Такая у-становленность термина сродни хайдеггеровскому «у-словленью вещи» [7, с. 309]: эта у-ставность отнюдь не «условна» – а у-Словна! Терминосфера, согласно этой логике, оказывается изоморфна логосным вершинам: «Раз Терм поставлен уставно, то не было той силы в мире, которая могла бы его переместить. Он должен был на веки вечные пребывать на том же самом месте. Этот принцип религии выразился в Риме таким сказанием: сам Юпитер, когда он пожелал занять место на капитолийском холме, под храм себе, не мог удалить оттуда бога Терма. Это старое предание показывает, насколько священною была собственность: недвижимый Терм не означает ничего иного, как нерушимое право собственности… Терм охранял границу и бодрствовал над нею» [5, с. 220–221]; «Чтобы завладеть полем какой-либо семьи, надо было опрокинуть или переместить межевой столб: между тем, этот столб и был богом-охранителем. Такое святотатство было ужасно, и кара за него – сурова» [5, с. 221].

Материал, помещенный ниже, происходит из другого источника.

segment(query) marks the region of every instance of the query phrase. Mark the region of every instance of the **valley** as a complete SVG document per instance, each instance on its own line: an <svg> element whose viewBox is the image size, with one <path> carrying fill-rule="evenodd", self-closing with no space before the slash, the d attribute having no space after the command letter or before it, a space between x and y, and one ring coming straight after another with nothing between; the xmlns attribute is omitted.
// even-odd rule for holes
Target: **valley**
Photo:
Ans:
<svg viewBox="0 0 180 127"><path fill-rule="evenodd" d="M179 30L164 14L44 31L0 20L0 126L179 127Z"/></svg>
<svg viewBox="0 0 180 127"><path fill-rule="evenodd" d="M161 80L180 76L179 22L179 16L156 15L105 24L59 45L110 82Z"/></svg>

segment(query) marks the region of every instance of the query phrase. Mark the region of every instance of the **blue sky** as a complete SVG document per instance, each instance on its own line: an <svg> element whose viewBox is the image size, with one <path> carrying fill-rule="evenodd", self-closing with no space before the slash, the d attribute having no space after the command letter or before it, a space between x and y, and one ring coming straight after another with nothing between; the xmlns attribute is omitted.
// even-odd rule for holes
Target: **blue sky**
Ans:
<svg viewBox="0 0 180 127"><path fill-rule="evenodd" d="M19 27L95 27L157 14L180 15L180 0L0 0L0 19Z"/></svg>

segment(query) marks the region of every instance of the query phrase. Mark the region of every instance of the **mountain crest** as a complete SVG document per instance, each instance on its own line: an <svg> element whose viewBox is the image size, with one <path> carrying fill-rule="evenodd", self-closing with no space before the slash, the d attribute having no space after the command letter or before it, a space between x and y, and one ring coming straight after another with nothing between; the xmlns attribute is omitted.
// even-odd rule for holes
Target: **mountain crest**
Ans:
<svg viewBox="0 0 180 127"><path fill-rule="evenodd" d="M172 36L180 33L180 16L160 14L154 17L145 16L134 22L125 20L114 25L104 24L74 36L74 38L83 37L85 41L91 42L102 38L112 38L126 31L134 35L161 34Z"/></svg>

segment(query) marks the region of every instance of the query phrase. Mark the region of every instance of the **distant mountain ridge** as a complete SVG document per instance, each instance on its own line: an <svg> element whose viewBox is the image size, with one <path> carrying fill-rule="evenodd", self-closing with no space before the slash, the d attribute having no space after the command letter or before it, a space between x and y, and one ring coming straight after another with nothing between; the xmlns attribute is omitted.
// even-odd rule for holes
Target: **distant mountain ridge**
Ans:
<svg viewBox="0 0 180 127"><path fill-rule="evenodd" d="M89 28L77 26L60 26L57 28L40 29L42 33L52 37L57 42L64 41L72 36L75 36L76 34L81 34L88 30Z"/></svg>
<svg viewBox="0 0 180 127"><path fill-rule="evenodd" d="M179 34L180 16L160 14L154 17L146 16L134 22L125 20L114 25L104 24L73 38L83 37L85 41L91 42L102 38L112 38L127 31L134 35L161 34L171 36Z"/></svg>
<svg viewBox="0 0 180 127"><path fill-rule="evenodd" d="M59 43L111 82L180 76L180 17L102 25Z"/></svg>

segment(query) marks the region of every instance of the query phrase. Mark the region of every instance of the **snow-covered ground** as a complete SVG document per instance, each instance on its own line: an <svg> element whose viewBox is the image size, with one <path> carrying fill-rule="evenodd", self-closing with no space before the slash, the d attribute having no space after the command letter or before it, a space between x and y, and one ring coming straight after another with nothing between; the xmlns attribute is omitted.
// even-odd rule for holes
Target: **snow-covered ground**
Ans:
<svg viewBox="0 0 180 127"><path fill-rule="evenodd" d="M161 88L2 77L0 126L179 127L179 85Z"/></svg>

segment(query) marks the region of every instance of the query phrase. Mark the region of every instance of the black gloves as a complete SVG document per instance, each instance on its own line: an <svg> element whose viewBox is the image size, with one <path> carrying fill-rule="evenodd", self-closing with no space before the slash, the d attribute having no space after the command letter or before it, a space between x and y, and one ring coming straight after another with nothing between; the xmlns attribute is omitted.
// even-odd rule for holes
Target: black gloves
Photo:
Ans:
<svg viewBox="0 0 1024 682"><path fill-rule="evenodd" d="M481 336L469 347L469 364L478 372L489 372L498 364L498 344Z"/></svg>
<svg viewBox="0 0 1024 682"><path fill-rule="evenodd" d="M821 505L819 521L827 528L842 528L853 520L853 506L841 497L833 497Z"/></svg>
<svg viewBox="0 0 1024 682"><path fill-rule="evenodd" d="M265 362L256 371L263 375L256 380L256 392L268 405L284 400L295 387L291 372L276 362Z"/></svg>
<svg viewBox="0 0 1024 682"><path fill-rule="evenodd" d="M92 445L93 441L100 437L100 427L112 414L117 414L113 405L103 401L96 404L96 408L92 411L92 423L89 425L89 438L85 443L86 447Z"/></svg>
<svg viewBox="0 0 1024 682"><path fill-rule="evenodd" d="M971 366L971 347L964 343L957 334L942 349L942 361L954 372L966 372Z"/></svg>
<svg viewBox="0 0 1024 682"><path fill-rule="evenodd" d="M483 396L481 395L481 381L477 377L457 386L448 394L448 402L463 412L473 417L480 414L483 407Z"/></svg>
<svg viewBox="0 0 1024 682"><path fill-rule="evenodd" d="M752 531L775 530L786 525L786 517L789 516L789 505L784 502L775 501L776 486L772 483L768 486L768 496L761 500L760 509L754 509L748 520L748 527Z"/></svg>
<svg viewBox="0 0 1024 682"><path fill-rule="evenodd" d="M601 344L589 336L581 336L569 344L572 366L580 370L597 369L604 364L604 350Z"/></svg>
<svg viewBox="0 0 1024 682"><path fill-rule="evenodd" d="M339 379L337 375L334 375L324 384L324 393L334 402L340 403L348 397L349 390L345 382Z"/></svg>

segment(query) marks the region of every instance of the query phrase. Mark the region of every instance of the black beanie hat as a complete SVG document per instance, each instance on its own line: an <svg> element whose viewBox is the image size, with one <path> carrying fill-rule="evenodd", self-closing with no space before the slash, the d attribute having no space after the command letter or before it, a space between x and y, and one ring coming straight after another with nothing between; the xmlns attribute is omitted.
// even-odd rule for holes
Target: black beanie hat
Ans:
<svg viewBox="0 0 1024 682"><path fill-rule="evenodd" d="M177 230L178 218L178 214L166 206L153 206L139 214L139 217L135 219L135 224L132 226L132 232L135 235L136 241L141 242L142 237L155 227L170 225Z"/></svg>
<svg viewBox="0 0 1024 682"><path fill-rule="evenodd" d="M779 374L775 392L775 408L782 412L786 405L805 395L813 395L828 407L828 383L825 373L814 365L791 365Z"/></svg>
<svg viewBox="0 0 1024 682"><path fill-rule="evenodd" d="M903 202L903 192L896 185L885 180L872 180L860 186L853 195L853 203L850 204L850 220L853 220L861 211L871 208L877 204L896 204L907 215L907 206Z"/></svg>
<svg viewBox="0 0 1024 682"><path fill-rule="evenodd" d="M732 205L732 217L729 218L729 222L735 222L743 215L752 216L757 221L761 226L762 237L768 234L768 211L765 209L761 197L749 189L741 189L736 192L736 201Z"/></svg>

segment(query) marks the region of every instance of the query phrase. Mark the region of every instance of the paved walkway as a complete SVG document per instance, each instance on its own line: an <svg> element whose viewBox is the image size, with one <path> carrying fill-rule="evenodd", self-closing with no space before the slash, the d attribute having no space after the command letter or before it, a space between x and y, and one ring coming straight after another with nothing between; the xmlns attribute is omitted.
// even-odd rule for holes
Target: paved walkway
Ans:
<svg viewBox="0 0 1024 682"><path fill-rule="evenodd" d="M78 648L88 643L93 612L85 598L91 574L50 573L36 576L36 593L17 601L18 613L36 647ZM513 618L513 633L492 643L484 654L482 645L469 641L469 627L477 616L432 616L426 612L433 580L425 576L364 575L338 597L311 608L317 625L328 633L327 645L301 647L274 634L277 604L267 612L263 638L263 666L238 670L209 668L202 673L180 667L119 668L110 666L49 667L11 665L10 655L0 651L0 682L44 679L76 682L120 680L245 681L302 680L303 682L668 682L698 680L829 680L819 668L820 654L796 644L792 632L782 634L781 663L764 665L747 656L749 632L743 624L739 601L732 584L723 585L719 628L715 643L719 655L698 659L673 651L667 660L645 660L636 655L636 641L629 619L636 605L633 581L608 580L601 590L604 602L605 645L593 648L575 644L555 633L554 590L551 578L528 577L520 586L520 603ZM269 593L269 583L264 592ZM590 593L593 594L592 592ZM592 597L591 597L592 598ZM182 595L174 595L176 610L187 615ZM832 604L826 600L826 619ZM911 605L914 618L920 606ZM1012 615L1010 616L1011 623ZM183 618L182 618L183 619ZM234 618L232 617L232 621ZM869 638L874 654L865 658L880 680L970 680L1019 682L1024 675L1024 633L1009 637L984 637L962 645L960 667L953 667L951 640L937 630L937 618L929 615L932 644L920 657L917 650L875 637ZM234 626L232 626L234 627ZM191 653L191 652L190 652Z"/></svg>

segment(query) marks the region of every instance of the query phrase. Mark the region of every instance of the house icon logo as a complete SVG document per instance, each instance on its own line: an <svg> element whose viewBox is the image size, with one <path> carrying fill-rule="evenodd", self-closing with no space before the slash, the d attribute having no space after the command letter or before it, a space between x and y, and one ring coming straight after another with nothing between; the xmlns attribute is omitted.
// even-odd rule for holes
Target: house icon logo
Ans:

«Афинский закон… ”Не переходи границы“, - отмечает Флоренский, - Платон, по-видимому, восполняет.., когда говорит: «…никто да не дерзает сдвинуть маленький камень, который отделяет дружбу от вражды, камень, который с клятвою обязались оставить на месте» [5, с. 221]. Итожа свою мысль, отец Павел говорит, что «именно домашняя религия научила человека сделать землю собственностью и обеспечила ему право над нею. Термин возникает первоначально как страж порога… Термин первично есть хранитель границы культуры: он даёт жизни расчленённость и строение, устанавливает незыблемость основных сочленений жизни и, не допуская всеобщего смешения, тем самым, стесняя жизнь, её освобождает к дальнейшему творчеству. Термин не пускает жизни течь по пути легчайшему, и потому препятствует рассеиваться её деятельности в бесплодном умножении количества, при низком уровне качества, но, напротив, подымет её уровень, увеличивает её потенциал и ведёт жизнь к совершенным достижениям, в формах сгущённых и проработанных. И сам он, будучи пределом данной области культуры, принадлежит к этой культуре, выражусь математически: есть её предельное значение. Он, давая толчок к возникновению известной культуры, вместе с тем есть и цель, к которой культура стремится…» [5, с. 221–222].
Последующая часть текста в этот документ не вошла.